Gustav Groß (1856–1935) was a national liberal German Bohemian politician.

== Life ==
Gustav Groß was born on 12 June 1856 at Reichenberg in the Kingdom of Bohemia, a part of the Austrian Empire. His father, Gustav Robert Groß, was a railway industrialist, and a participant in the Frankfurt Parliament, as part of the 1848 revolutions across the German Confederation. Gustav Groß studied political economics at the universities of Vienna and Berlin. From 1877 to 1881, he was a political official in the province of Lower Austria and from 1885, a privatdozent (independent professor) of political economics at the University of Vienna. He later moved to Iglau, and became a member of the Diet of the Margraviate of Moravia. In 1889, he was elected to the House of Deputies (Abgeordnetenhaus), the lower house of the Imperial Council. He represented the city of Iglau as a German liberal. Whilst in the House of Deputies, he became a spokesman for all ethnic Germans in the council. He was a member of the German School League, and was chairman of the League from 1885. Groß was also a biographer of Karl Marx .

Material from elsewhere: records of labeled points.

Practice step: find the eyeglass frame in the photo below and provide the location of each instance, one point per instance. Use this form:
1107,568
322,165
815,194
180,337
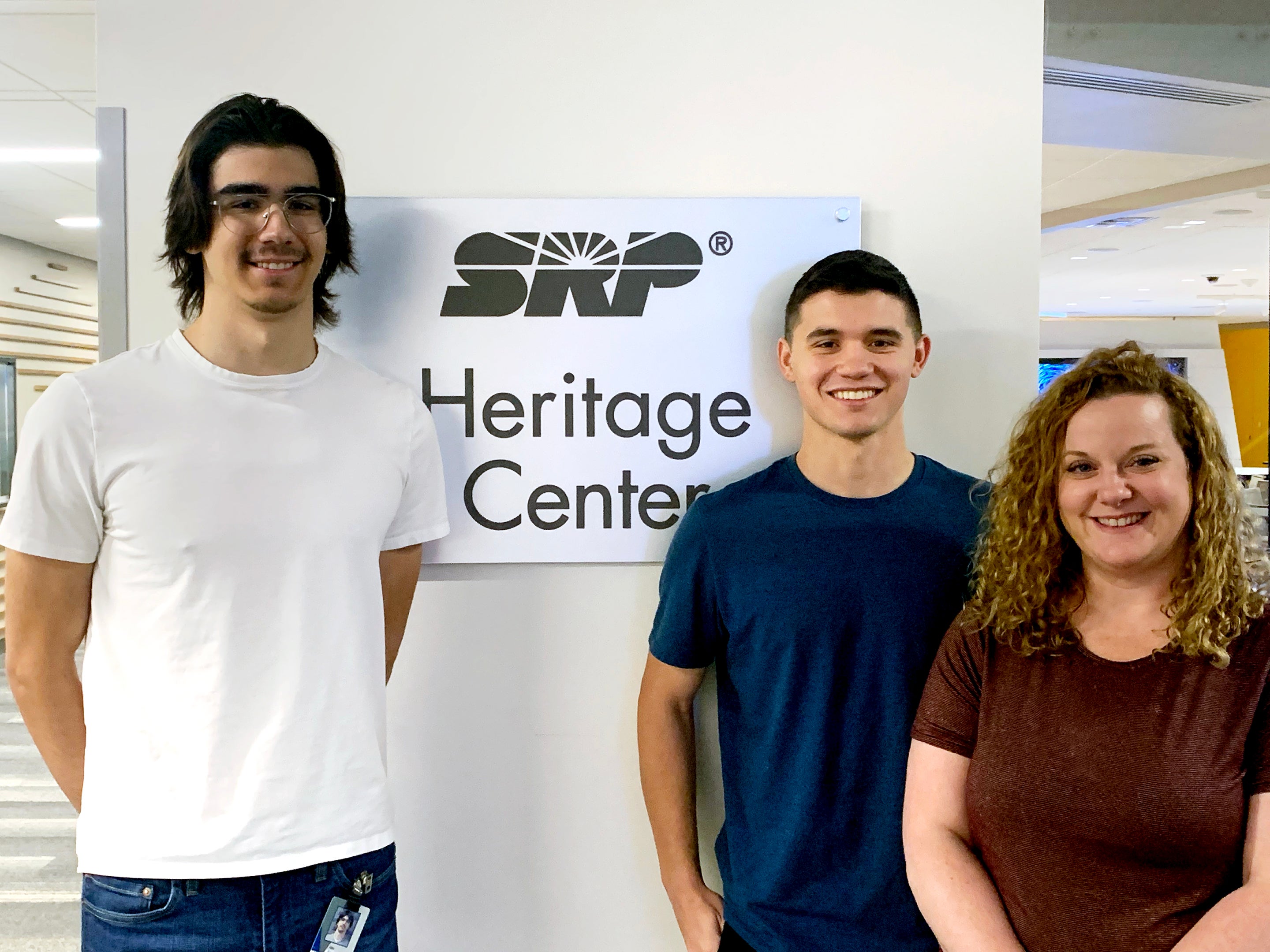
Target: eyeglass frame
269,211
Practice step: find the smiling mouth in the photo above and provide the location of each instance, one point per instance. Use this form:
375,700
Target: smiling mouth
1119,522
855,395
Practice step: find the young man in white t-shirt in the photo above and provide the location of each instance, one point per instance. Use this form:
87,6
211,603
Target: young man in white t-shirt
234,520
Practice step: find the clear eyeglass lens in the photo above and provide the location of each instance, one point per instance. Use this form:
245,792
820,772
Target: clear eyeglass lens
246,215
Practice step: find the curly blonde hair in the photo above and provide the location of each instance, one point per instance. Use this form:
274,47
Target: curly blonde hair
1028,576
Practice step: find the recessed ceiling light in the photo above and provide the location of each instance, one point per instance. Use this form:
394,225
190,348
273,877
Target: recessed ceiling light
46,156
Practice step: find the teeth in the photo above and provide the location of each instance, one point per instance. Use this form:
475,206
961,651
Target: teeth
1121,521
854,394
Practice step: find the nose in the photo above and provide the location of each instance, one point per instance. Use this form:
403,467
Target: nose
855,361
276,227
1113,488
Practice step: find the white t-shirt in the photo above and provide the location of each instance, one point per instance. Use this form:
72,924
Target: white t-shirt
234,671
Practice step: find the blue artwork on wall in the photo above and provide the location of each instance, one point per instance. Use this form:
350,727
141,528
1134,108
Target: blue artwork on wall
1051,367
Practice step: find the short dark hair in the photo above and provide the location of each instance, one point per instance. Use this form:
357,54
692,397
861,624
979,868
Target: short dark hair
852,273
248,120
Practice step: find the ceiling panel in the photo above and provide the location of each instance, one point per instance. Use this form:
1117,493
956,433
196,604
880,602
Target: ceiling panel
1161,270
56,50
1074,175
48,94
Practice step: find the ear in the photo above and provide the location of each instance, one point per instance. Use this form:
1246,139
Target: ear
784,354
921,354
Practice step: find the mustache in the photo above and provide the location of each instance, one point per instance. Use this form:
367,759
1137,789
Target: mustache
247,258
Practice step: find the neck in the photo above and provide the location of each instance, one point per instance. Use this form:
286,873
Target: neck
235,338
1139,592
872,466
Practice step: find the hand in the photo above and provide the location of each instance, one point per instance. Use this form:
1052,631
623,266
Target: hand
699,912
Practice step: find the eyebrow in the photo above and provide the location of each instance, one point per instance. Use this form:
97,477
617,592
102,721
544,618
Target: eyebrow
823,333
1131,451
256,188
889,333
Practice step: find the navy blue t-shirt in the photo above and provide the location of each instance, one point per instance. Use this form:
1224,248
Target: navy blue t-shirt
823,615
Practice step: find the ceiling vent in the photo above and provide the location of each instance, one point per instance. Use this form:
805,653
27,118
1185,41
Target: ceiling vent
1122,221
1147,88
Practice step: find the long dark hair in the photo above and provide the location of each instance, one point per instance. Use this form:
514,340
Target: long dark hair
248,120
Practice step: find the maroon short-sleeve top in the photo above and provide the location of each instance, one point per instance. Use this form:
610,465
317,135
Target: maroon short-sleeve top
1108,800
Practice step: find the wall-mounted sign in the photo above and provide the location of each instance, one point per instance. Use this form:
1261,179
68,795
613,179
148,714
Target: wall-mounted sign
594,366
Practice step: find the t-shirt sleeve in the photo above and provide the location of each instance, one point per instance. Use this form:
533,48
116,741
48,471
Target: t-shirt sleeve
1258,774
421,514
948,716
686,631
55,507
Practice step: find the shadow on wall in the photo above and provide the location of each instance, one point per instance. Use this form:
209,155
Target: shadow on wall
389,247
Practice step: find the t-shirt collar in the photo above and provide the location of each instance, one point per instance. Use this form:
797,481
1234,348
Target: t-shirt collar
896,495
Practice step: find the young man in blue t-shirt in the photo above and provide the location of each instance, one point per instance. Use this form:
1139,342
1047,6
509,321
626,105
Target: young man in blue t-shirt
821,588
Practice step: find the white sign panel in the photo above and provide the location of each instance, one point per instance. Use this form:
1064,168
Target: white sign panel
592,365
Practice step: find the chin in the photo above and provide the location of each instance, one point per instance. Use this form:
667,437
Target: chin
275,308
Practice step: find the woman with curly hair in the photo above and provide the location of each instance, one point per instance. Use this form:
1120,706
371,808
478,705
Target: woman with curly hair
1091,757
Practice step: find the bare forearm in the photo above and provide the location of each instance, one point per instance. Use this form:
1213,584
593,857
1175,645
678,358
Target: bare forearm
49,693
667,757
957,895
1239,923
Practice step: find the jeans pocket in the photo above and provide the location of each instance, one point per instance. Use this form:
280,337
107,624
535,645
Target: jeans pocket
381,865
129,902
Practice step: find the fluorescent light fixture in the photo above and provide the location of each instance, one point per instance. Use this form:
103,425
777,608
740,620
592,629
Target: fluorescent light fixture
49,156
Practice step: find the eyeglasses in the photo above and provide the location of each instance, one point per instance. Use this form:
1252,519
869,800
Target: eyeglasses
306,214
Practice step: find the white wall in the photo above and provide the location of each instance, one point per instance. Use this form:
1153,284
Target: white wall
1198,339
19,260
512,711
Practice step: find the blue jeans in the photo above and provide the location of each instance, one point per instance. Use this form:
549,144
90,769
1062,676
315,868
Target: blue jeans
277,913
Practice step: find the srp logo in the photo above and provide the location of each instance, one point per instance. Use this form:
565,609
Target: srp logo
538,271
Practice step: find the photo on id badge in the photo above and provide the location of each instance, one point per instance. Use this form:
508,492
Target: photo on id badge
341,927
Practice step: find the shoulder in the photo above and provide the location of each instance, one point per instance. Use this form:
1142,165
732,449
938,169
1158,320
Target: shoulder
359,380
717,513
1253,648
121,371
750,492
938,478
958,494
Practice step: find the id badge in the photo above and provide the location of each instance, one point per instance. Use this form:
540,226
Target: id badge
341,927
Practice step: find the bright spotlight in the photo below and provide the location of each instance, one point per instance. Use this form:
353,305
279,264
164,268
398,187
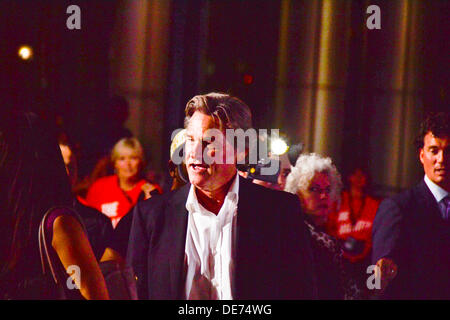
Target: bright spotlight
278,146
25,52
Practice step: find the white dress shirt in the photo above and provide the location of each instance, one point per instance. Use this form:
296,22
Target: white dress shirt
438,193
210,245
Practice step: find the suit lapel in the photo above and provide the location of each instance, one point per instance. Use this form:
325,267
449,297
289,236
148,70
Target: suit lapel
428,204
178,215
244,232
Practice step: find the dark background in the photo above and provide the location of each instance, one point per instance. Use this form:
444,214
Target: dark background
68,78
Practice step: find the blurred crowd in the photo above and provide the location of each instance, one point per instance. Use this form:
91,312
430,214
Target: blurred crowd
339,212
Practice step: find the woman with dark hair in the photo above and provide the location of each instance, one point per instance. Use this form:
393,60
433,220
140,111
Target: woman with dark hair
33,180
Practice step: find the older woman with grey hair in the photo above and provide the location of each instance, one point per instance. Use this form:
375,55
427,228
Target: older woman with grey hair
317,183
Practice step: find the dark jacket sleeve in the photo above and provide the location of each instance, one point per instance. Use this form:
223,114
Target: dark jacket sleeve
137,253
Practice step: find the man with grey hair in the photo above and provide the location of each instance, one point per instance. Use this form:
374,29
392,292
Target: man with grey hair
220,237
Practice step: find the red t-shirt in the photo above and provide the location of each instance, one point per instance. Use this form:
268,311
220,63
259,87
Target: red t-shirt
342,226
106,196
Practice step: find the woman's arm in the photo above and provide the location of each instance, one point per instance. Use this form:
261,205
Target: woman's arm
73,248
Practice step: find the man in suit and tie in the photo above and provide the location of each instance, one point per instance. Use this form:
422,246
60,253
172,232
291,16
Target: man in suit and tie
411,232
220,236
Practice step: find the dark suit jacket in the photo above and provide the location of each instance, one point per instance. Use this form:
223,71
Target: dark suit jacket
409,230
273,258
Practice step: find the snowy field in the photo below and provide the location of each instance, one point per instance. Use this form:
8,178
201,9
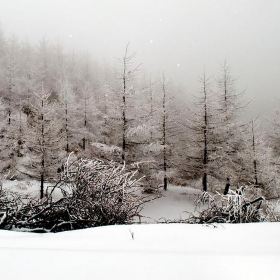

From 1911, Groß was chairman of the Deutscher Nationalverband, a broad coalition of German nationalist and liberal political parties that was formed to contest the 1911 election to the Imperial Council. The Deutscher Nationalverband swept to victory in that election. Despite this, the council was suspended after the breakout of the First World War in 1914. Groß would later serve as president of the House of Deputies in 1917–1918, during the last days of Austria-Hungary, towards the end of the war. In his function as president of the House of Deputies, Gustav Groß delivered the "nine minute closing address" at the session on 12 November 1918, the day after the abdication of Emperor Charles I. As proposed by Groß, a motion "to vote for no day for the next session" (keinen Tag für die nächste Sitzung zu bestimmen) was passed. After ten minutes, the session was finished, and so was the Imperial Council. On the following day, the council was replaced by the "Provisional National Assembly", which proclaimed the Republic of German-Austria.

As chairman of the Greater German People's Party, Groß was a member of the Provisional National Assembly from 21 October 1918 to 16 February 1919. He represented Germans in Moravia, who ultimately were not able to remain part of German Austria, as this was forbidden by the Allied powers. Instead, the new Czecho-Slovak Republic, which had military occupied the lands inhabited by Germans in Moravia and Bohemia, was granted these lands. Germans in these lands were not allowed to participate in the election of the Austrian Constitutional Assembly in 1919. The proposal by Vienna to appoint German MPs for these regions had to be discarded.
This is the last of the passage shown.